Alice Carriere was rich but both of her parents had been just a little too arty and avant-garde in the 1970s. Both were drug-damaged, though little Alice remembered them trying to stick to legal drugs in front of their child. Alice might have shown some damage of her own even before she started experimenting with recreational drugs.
Too Much Anger Too Many Tears, by Janet Gotkin, was an important book written to warn my generation about the dangers of the psychiatric "medications" used in the 1960s. As Gotkin recalled, she was the typical high school star student who gets into a good college and realizes that, though she is gifted, her gifts are unexceptional. She found this discouraging. She went to a psychiatrist and asked for pills to help her feel better. She kept records of the pills she was given. They did not help her feel better, to put it mildly. Gotkin was born early enough in the twentieth century to find a husband who didn't midn that she'd disqualified herself for any responsible job. Her husband, not her psychiatrist, guided her to the saving insight that what she was feeling was not in fact a mental illness but "plain old ordinary human despair." Gotkin, eighty years old at the time of writing, dedicated the rest of her life to helping women reclaim their right to sanity without these dangerous drugs.
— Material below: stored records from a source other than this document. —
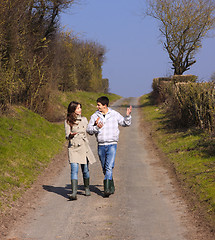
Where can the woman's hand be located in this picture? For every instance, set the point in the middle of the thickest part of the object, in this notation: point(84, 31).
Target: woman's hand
point(71, 135)
point(129, 111)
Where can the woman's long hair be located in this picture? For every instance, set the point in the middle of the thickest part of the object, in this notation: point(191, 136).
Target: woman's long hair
point(71, 116)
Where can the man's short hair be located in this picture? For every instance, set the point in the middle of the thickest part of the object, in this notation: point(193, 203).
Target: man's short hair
point(103, 100)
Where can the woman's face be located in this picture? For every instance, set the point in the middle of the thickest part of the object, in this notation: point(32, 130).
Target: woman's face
point(78, 110)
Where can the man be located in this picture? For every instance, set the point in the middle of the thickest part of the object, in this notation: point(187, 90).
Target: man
point(104, 123)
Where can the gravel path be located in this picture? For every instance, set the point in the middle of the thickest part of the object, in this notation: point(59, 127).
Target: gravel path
point(145, 205)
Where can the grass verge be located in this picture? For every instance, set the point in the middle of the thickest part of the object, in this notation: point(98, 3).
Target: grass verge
point(192, 154)
point(28, 142)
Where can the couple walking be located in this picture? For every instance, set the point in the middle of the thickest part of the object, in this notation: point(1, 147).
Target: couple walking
point(104, 123)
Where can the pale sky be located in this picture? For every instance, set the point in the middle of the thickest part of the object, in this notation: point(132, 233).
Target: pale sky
point(134, 53)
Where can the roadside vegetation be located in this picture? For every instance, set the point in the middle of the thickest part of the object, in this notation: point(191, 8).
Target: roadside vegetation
point(29, 142)
point(191, 153)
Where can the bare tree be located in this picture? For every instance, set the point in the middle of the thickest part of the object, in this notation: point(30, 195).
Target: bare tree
point(183, 25)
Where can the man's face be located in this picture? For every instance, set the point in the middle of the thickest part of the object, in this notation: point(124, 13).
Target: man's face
point(101, 108)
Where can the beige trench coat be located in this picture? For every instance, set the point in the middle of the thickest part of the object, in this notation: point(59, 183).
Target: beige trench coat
point(78, 148)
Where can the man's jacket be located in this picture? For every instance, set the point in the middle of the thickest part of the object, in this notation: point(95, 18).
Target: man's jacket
point(109, 133)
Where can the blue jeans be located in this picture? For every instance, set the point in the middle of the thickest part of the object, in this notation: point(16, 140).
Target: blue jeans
point(107, 154)
point(74, 170)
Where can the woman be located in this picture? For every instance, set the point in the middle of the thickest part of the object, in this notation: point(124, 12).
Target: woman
point(79, 151)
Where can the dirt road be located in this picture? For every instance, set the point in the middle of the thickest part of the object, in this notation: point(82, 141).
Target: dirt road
point(145, 205)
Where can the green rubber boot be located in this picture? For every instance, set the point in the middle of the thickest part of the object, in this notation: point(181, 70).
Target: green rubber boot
point(74, 184)
point(107, 188)
point(87, 186)
point(112, 187)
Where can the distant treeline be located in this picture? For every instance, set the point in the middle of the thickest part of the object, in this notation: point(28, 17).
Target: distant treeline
point(186, 102)
point(36, 57)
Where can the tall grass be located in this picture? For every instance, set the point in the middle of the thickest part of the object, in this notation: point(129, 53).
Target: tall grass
point(191, 152)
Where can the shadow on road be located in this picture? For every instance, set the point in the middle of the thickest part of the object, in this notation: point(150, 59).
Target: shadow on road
point(64, 191)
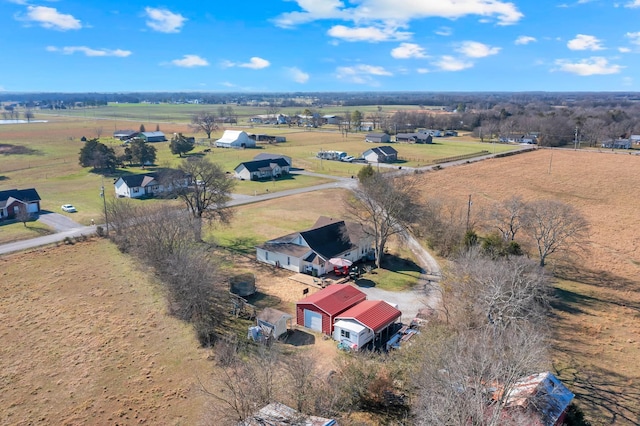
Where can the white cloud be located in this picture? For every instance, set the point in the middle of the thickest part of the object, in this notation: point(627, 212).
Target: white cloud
point(70, 50)
point(256, 63)
point(585, 42)
point(297, 75)
point(164, 20)
point(595, 65)
point(371, 34)
point(408, 50)
point(525, 40)
point(444, 31)
point(634, 37)
point(361, 74)
point(449, 63)
point(504, 12)
point(49, 17)
point(190, 61)
point(474, 49)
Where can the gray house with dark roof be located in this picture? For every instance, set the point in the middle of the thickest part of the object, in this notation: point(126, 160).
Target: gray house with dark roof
point(13, 201)
point(381, 154)
point(262, 169)
point(309, 251)
point(145, 185)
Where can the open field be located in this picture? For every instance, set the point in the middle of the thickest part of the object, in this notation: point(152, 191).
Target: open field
point(596, 318)
point(85, 340)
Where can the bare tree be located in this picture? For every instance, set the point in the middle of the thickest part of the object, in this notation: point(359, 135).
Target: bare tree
point(204, 121)
point(507, 217)
point(207, 195)
point(384, 206)
point(555, 227)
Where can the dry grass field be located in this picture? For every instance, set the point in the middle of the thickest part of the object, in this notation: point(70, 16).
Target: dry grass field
point(85, 340)
point(596, 318)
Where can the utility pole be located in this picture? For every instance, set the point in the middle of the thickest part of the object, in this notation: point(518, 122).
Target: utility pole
point(468, 211)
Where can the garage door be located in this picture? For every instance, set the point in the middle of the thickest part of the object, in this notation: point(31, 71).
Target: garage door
point(313, 320)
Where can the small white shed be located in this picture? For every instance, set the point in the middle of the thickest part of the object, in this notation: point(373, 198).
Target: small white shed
point(235, 139)
point(274, 322)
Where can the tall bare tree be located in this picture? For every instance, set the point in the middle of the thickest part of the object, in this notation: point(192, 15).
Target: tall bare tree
point(555, 227)
point(207, 195)
point(204, 121)
point(384, 206)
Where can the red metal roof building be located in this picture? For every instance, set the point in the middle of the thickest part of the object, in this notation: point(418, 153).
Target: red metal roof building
point(319, 310)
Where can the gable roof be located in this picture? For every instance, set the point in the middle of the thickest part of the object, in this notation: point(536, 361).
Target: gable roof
point(255, 165)
point(374, 314)
point(335, 298)
point(24, 195)
point(142, 180)
point(542, 392)
point(328, 240)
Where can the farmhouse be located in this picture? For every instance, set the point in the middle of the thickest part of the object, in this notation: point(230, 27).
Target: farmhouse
point(364, 322)
point(382, 154)
point(414, 137)
point(235, 139)
point(13, 201)
point(542, 397)
point(266, 156)
point(318, 311)
point(151, 136)
point(144, 185)
point(309, 251)
point(262, 169)
point(377, 138)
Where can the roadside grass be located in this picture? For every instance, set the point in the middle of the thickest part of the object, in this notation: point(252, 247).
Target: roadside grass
point(16, 231)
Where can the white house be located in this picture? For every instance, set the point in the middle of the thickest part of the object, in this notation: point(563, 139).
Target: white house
point(144, 185)
point(262, 169)
point(274, 322)
point(235, 139)
point(361, 324)
point(309, 251)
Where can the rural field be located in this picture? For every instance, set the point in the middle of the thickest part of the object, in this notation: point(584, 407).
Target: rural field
point(86, 337)
point(596, 315)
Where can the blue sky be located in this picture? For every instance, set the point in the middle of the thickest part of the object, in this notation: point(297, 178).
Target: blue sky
point(319, 45)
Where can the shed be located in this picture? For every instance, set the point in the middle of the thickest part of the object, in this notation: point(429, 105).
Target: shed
point(377, 138)
point(152, 136)
point(274, 321)
point(318, 311)
point(363, 322)
point(235, 139)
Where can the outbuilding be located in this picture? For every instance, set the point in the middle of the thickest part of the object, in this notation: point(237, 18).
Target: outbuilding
point(318, 311)
point(364, 322)
point(235, 139)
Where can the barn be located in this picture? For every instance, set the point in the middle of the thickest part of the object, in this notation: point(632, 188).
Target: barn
point(235, 139)
point(364, 322)
point(318, 310)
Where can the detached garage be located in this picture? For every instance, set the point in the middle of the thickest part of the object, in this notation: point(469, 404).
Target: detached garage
point(318, 311)
point(364, 322)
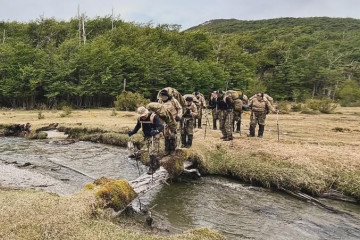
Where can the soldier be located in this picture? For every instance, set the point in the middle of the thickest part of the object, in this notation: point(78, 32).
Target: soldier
point(201, 104)
point(266, 96)
point(151, 127)
point(260, 106)
point(238, 103)
point(213, 107)
point(187, 123)
point(226, 115)
point(174, 107)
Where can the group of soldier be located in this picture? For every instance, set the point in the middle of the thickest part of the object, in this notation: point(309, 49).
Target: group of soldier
point(172, 111)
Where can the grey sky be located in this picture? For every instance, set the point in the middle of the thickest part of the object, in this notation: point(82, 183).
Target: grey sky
point(184, 12)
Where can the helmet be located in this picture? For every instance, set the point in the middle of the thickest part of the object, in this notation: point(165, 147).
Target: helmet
point(142, 111)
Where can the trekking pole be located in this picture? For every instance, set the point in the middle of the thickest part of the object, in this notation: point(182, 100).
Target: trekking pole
point(277, 124)
point(205, 131)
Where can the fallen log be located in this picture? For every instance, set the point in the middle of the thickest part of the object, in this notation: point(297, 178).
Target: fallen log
point(171, 166)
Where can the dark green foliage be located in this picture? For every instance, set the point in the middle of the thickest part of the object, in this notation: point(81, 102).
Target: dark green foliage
point(128, 101)
point(44, 64)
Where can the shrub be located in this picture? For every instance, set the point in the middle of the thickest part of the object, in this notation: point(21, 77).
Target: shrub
point(67, 110)
point(349, 94)
point(283, 107)
point(129, 101)
point(297, 107)
point(322, 105)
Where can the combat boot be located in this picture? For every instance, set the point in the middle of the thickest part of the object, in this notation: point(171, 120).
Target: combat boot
point(252, 132)
point(261, 130)
point(189, 143)
point(214, 124)
point(183, 140)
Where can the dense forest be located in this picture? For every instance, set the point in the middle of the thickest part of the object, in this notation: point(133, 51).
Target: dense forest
point(88, 62)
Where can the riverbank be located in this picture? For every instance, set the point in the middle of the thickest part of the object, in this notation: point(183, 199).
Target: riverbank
point(38, 215)
point(316, 153)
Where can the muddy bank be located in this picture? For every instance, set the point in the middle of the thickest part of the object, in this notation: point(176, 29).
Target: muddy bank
point(256, 169)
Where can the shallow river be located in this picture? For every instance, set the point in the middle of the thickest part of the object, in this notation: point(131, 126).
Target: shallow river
point(237, 210)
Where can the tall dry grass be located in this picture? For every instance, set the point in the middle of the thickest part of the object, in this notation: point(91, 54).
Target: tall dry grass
point(30, 215)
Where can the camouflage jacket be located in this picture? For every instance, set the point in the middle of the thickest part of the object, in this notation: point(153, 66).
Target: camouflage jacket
point(173, 106)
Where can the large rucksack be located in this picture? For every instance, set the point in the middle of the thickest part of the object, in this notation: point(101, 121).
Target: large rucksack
point(195, 100)
point(175, 94)
point(232, 95)
point(238, 104)
point(163, 113)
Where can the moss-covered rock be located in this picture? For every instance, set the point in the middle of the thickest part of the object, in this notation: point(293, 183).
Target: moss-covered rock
point(36, 135)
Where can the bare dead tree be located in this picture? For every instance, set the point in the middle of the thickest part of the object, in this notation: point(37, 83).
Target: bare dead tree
point(79, 30)
point(4, 36)
point(83, 28)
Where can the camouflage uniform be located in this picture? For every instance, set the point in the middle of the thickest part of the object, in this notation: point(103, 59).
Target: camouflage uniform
point(174, 107)
point(214, 111)
point(260, 106)
point(226, 116)
point(238, 103)
point(200, 104)
point(152, 127)
point(187, 125)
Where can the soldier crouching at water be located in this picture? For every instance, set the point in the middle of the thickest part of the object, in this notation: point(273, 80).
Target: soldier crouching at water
point(152, 127)
point(260, 106)
point(213, 107)
point(187, 123)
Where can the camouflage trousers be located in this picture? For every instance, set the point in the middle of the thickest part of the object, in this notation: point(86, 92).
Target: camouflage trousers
point(237, 116)
point(215, 113)
point(257, 118)
point(187, 126)
point(170, 139)
point(226, 123)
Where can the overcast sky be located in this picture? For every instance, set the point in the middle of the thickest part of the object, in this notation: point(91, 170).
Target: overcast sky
point(186, 13)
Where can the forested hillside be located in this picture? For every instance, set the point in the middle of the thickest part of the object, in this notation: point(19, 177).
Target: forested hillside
point(49, 62)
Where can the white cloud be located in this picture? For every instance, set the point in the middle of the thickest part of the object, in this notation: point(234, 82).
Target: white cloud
point(186, 13)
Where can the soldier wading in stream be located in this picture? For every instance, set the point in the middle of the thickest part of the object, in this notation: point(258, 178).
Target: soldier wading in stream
point(260, 106)
point(174, 107)
point(187, 123)
point(152, 127)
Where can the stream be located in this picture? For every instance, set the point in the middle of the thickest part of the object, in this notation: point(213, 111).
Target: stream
point(237, 210)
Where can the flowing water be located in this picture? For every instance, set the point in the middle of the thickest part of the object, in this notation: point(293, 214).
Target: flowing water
point(237, 210)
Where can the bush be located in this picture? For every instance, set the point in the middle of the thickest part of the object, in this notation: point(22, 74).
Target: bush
point(67, 110)
point(349, 94)
point(297, 107)
point(129, 101)
point(322, 105)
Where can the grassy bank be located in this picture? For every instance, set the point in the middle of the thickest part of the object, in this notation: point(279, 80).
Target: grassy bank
point(38, 215)
point(312, 156)
point(315, 153)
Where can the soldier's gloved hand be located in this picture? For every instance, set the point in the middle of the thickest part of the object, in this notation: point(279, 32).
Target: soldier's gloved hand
point(153, 132)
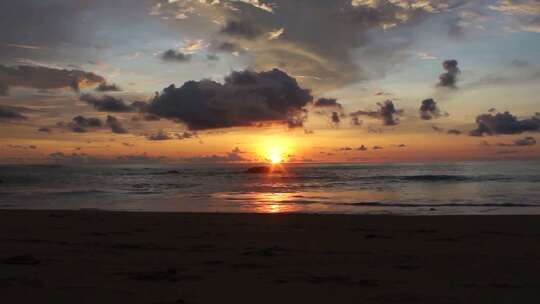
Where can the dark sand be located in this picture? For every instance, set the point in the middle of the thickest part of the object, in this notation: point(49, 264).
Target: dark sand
point(106, 257)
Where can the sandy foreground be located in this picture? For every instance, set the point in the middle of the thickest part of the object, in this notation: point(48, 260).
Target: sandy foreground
point(108, 257)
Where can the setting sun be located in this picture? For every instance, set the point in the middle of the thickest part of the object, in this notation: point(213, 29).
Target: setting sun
point(275, 158)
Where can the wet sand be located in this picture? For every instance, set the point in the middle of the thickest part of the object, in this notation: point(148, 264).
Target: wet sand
point(110, 257)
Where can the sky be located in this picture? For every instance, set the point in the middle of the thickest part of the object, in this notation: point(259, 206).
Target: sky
point(125, 81)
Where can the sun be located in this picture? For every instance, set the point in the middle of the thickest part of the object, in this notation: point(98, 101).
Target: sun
point(274, 150)
point(275, 158)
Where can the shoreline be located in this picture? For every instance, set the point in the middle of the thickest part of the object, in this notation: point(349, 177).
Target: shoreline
point(95, 256)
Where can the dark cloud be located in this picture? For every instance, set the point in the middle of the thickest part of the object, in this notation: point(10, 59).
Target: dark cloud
point(212, 57)
point(449, 79)
point(105, 87)
point(387, 112)
point(504, 123)
point(226, 47)
point(115, 125)
point(335, 118)
point(229, 157)
point(527, 141)
point(40, 77)
point(331, 43)
point(106, 103)
point(175, 56)
point(429, 110)
point(25, 147)
point(90, 122)
point(327, 103)
point(10, 113)
point(522, 142)
point(242, 29)
point(4, 90)
point(159, 136)
point(81, 124)
point(519, 63)
point(454, 132)
point(246, 98)
point(162, 135)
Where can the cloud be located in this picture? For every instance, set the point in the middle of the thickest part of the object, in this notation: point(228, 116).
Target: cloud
point(327, 103)
point(159, 136)
point(162, 135)
point(504, 123)
point(449, 79)
point(115, 125)
point(4, 89)
point(335, 118)
point(175, 56)
point(333, 42)
point(525, 14)
point(242, 29)
point(233, 156)
point(527, 141)
point(522, 142)
point(275, 34)
point(10, 113)
point(40, 77)
point(105, 87)
point(81, 124)
point(246, 98)
point(429, 110)
point(107, 103)
point(386, 113)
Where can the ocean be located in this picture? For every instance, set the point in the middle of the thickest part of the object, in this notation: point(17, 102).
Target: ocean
point(484, 187)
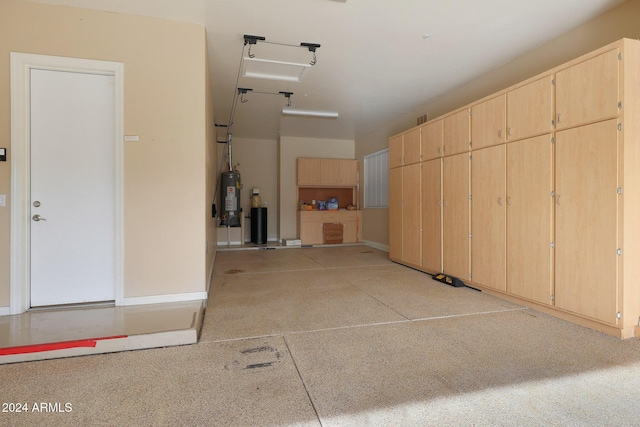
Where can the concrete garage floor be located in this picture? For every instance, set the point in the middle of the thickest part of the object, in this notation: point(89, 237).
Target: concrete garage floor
point(341, 336)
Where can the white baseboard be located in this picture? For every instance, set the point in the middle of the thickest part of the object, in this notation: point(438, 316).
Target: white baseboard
point(158, 299)
point(376, 245)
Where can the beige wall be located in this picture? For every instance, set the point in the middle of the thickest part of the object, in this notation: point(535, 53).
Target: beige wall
point(211, 159)
point(165, 103)
point(289, 149)
point(622, 21)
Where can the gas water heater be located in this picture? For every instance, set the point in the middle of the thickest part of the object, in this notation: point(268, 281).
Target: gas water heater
point(230, 199)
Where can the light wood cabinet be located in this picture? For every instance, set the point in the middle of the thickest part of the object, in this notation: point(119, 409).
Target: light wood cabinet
point(455, 131)
point(586, 220)
point(320, 179)
point(488, 217)
point(395, 152)
point(432, 140)
point(488, 122)
point(411, 146)
point(530, 109)
point(554, 218)
point(456, 260)
point(395, 214)
point(311, 225)
point(411, 218)
point(432, 215)
point(588, 90)
point(405, 209)
point(530, 219)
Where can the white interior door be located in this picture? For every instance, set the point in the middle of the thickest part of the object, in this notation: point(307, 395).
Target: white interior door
point(72, 187)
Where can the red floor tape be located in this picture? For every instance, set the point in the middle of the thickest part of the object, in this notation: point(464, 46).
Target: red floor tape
point(36, 348)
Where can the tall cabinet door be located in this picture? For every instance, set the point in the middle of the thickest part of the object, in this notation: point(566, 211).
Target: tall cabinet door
point(586, 221)
point(432, 140)
point(488, 123)
point(411, 220)
point(530, 218)
point(411, 146)
point(488, 217)
point(455, 213)
point(396, 151)
point(395, 214)
point(432, 215)
point(456, 133)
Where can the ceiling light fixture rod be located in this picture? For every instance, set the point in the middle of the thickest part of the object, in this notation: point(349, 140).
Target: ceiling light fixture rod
point(309, 113)
point(288, 96)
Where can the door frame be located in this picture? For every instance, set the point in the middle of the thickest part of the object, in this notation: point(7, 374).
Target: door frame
point(21, 65)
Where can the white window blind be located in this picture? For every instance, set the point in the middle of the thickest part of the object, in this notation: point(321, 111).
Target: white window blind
point(376, 179)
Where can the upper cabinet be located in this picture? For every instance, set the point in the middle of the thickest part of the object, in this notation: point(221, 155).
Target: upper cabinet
point(395, 151)
point(404, 149)
point(488, 123)
point(432, 140)
point(327, 172)
point(411, 146)
point(530, 109)
point(588, 91)
point(456, 135)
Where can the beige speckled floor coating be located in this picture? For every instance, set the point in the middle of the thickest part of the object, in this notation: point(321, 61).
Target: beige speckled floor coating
point(342, 337)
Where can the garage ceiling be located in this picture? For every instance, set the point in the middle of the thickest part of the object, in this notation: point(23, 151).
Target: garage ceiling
point(378, 59)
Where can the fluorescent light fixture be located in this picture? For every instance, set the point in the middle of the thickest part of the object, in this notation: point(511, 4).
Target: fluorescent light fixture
point(273, 70)
point(287, 111)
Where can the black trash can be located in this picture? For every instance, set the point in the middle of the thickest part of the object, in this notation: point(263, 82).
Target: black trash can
point(259, 226)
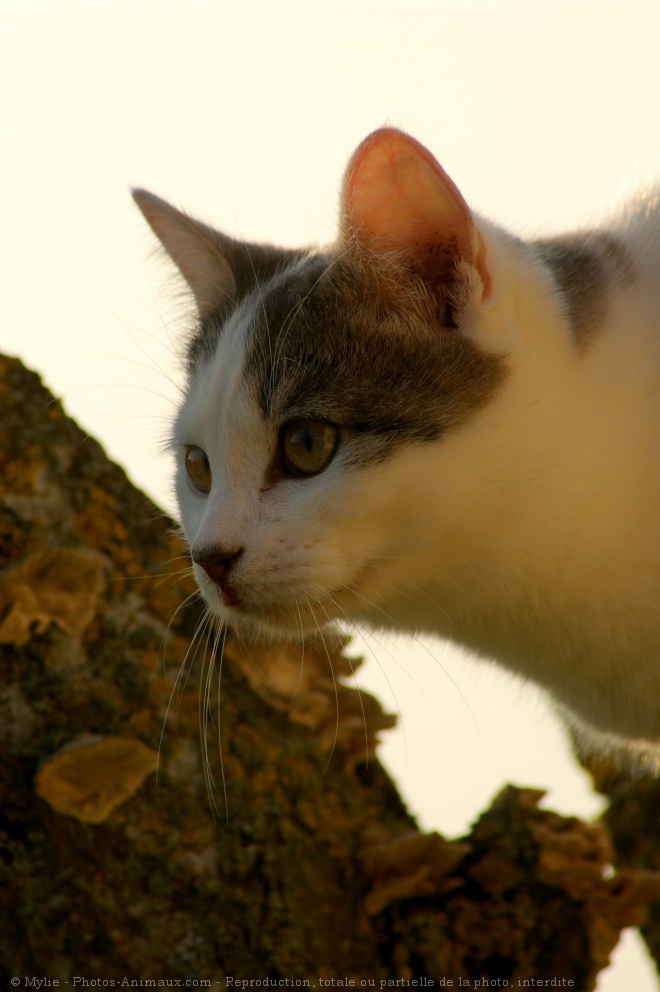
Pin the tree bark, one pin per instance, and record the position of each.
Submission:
(273, 847)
But by the 1990s Too Much Anger seemed outdated. The new psychiatric medications seemed so much safer...
Those who fail to learn form the past are doomed to repeat it and so Everything Nothing Someone is a newer, livelier version, with more sexual titillation and more of the glamour of wealth, of Too Much Anger Too Many Tears. Alice took all the pills her doctors offered, and felt sicker and sicker, and narrates it all with the fascinating insouciance only a very young person with very old money--and a touch of dissociative mental illness--could ever achieve.
This memoir is not for the squeamish. It contains details of a roundworm infestation in a human (Alice) and septic wounds left by inability to heal from surgery (Jennifer) and other medical horrors, all with that weird, detached voice that reads like a US version of 100 Years of Solitude. That makes it much more fun to read than Too Much Anger was, but the message is the same.
Using drugs in hope of destroying a damaged portion of the brain and retraining the brain to use healthier neurons is, at best, a long shot in the dark. People who feel that their minds are falling apart are more likely to reclaim their sanity without drugs. While doctors who hand out pills to help people feel happier, sexier, calmer, or more energetic may have better intentions than people who sell drugs on the street, there are much safer and more effective ways to feel happier, sexier, calmer, or more energetic.